First attempts to kill people with the Zyklon B were at the block 11. Zyklon B was a cyanide-based pesticide invented in Germany, and it was used in the gas chambers.
At the very beginning, when the camp started operating Nazis took record of every person that came in the camp. They even took photos, and some of them can still be seen in Auschwitz with names and dates when they came to the camp and when they died. Average lifespan was three months. At some time, they stopped taking record of people coming to the camp. They just did the selection and sent the weak ones to the extermination.
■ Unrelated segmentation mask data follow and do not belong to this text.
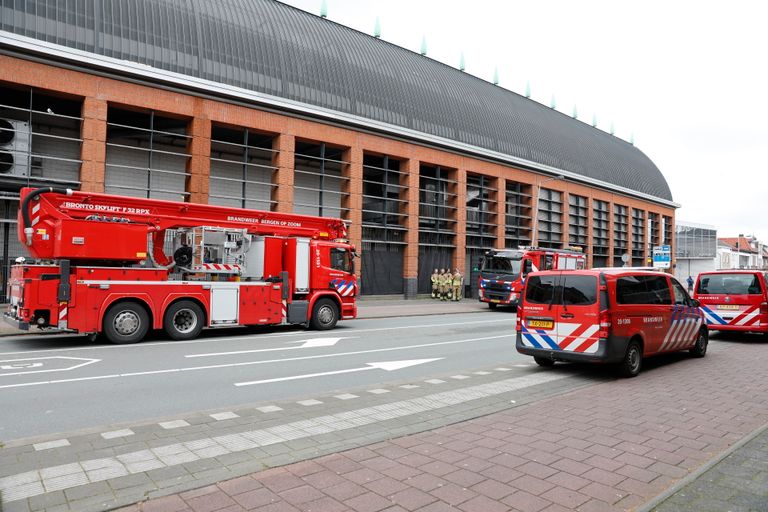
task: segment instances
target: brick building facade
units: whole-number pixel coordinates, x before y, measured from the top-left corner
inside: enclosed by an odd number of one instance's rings
[[[325,25],[354,32],[282,4],[257,3],[296,16],[321,36]],[[547,134],[552,140],[566,140],[568,130],[577,130],[597,141],[595,151],[603,145],[610,154],[566,154],[563,165],[543,155],[537,162],[323,105],[290,98],[276,104],[256,87],[248,95],[242,91],[249,89],[224,82],[209,80],[203,87],[192,80],[194,73],[126,64],[74,44],[44,41],[45,34],[30,38],[23,30],[30,22],[19,19],[0,32],[0,119],[13,120],[14,130],[28,130],[30,141],[16,149],[20,167],[0,175],[3,275],[21,251],[14,244],[14,193],[25,184],[50,182],[341,217],[361,249],[358,272],[367,294],[426,292],[432,268],[469,272],[490,248],[578,246],[590,265],[611,266],[621,265],[623,255],[643,265],[653,245],[674,243],[676,205],[647,157],[612,135],[538,104],[530,107],[535,102],[478,79],[471,83],[548,116],[553,130],[562,126],[563,133]],[[458,70],[448,73],[466,79]],[[618,162],[616,179],[580,171],[602,160]],[[647,190],[645,181],[658,187]]]

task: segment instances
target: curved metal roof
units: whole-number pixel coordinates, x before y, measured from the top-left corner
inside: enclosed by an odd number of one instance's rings
[[[3,2],[0,29],[474,146],[661,200],[633,145],[410,50],[273,0]]]

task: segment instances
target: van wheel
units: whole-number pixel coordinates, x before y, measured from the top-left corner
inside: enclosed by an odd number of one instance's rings
[[[316,331],[327,331],[336,327],[339,321],[339,308],[331,299],[318,299],[312,308],[309,325]]]
[[[555,362],[552,359],[547,359],[546,357],[534,357],[533,360],[536,361],[537,365],[543,366],[544,368],[555,366]]]
[[[192,340],[203,330],[203,310],[191,300],[174,302],[165,310],[163,330],[173,340]]]
[[[696,344],[688,352],[693,357],[704,357],[707,355],[707,345],[709,345],[709,332],[707,329],[701,329],[696,337]]]
[[[137,343],[144,339],[149,330],[149,315],[135,302],[119,302],[104,315],[103,327],[104,335],[110,343]]]
[[[488,309],[496,309],[496,306],[498,306],[498,304],[496,304],[495,302],[488,303]]]
[[[624,377],[636,377],[643,366],[643,350],[636,341],[630,341],[624,360],[619,365],[619,371]]]

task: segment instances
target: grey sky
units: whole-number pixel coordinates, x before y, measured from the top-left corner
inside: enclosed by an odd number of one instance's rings
[[[287,0],[314,14],[322,0]],[[768,241],[768,3],[327,0],[328,18],[493,80],[645,152],[718,236]]]

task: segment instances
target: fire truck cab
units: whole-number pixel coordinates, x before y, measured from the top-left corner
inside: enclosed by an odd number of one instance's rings
[[[490,309],[497,306],[517,306],[520,291],[529,272],[552,269],[583,269],[587,258],[583,252],[567,249],[490,250],[480,261],[478,293],[480,302]]]
[[[357,316],[355,248],[340,219],[71,190],[22,189],[5,320],[103,333],[303,324]]]
[[[627,377],[644,357],[707,352],[699,302],[674,277],[626,268],[533,272],[517,312],[517,351],[540,366],[617,363]]]

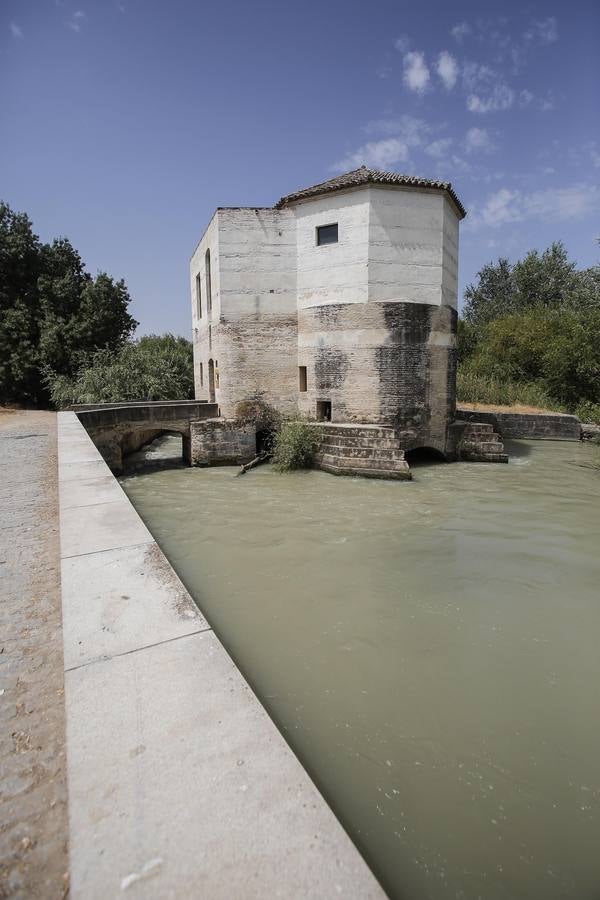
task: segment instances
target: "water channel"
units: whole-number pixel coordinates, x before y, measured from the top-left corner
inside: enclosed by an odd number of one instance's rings
[[[600,896],[600,448],[508,451],[122,479],[393,898]]]

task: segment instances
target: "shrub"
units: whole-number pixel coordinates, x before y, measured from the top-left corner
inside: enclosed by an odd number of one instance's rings
[[[575,407],[575,415],[581,422],[591,422],[594,425],[600,425],[600,403],[582,400]],[[600,440],[598,443],[600,443]]]
[[[319,445],[318,428],[301,419],[284,422],[277,433],[273,464],[278,472],[308,469]]]
[[[259,453],[272,453],[275,439],[281,428],[282,415],[260,397],[241,400],[235,408],[235,418],[240,425],[254,425],[256,448]]]

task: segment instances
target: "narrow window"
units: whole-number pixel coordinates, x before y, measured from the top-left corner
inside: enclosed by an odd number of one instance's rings
[[[208,349],[212,350],[212,325],[208,326]]]
[[[321,247],[323,244],[337,244],[338,227],[335,225],[319,225],[317,226],[317,245]]]
[[[200,387],[204,387],[204,367],[200,363]]]
[[[298,390],[301,394],[304,394],[307,390],[306,366],[298,366],[298,382]]]
[[[215,386],[220,387],[221,376],[219,375],[219,360],[215,359]]]
[[[330,400],[317,400],[317,420],[319,422],[331,422]]]
[[[212,310],[212,284],[210,280],[210,250],[206,251],[204,257],[206,268],[206,309],[210,313]]]
[[[201,285],[202,279],[200,278],[200,272],[196,275],[196,318],[202,318],[202,291]]]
Rudolf Hess was the first commandant of Auschwitz. The whole time he and his family lived in a villa next to the concentration camp. In his affidavit made at Nuremberg on 5 April 1946 he stated:
"I commanded Auschwitz until 1 December 1943, and estimate that at least 2,500,000 victims were executed and exterminated there by gassing and burning, and at least another half million succumbed to starvation and disease, making a total of about 3,000,000 dead. This figure represents about 70% or 80% of all persons sent to Auschwitz as prisoners, the remainder having been selected and used for slave labor in the concentration camp industries. Included among the executed and burnt were approximately 20,000 Russian prisoners of war (previously screened out of Prisoner of War cages by the Gestapo) who were delivered at Auschwitz in Wehrmacht transports operated by regular Wehrmacht officers and men. The remainder of the total number of victims included about 100,000 German Jews, and great numbers of citizens (mostly Jewish) from Holland, France, Belgium, Poland, Hungary, Czechoslovakia, Greece, or other countries. We executed about 400,000 Hungarian Jews alone at Auschwitz in the summer of 1944."
Construction of Auschwitz II known as Birkenau began in October 1941 to ease congestion at the main camp. The barracks were not made of solid materials like in Auschwitz I, so many of them did not survive. Only traces of the foundations can be seen where wooden barracks once stood. When approaching the main entrance, a large guard post above the gate dominates the camp. The whole place looks creepy. The only worse place in the complex are the surviving gas chambers with a crematorium in Auschwitz I where you can literally smell death.
Today, many people visit the memorial and it became a primary symbol of the Holocaust. School children from Israel travel each year to Poland to visit locations where millions of Jews were murdered by the Nazi regime. Auschwitz has a particular significance. Military delegations hold ceremonies there. The annual "March of the Living" brings people from all over the world. On January 27, 2015, some 300 Auschwitz survivors and other guests gathered to commemorate the 70th anniversary of the camp's liberation. In 1979 Auschwitz-Birkenau was inscribed on the UNESCO World Heritage List.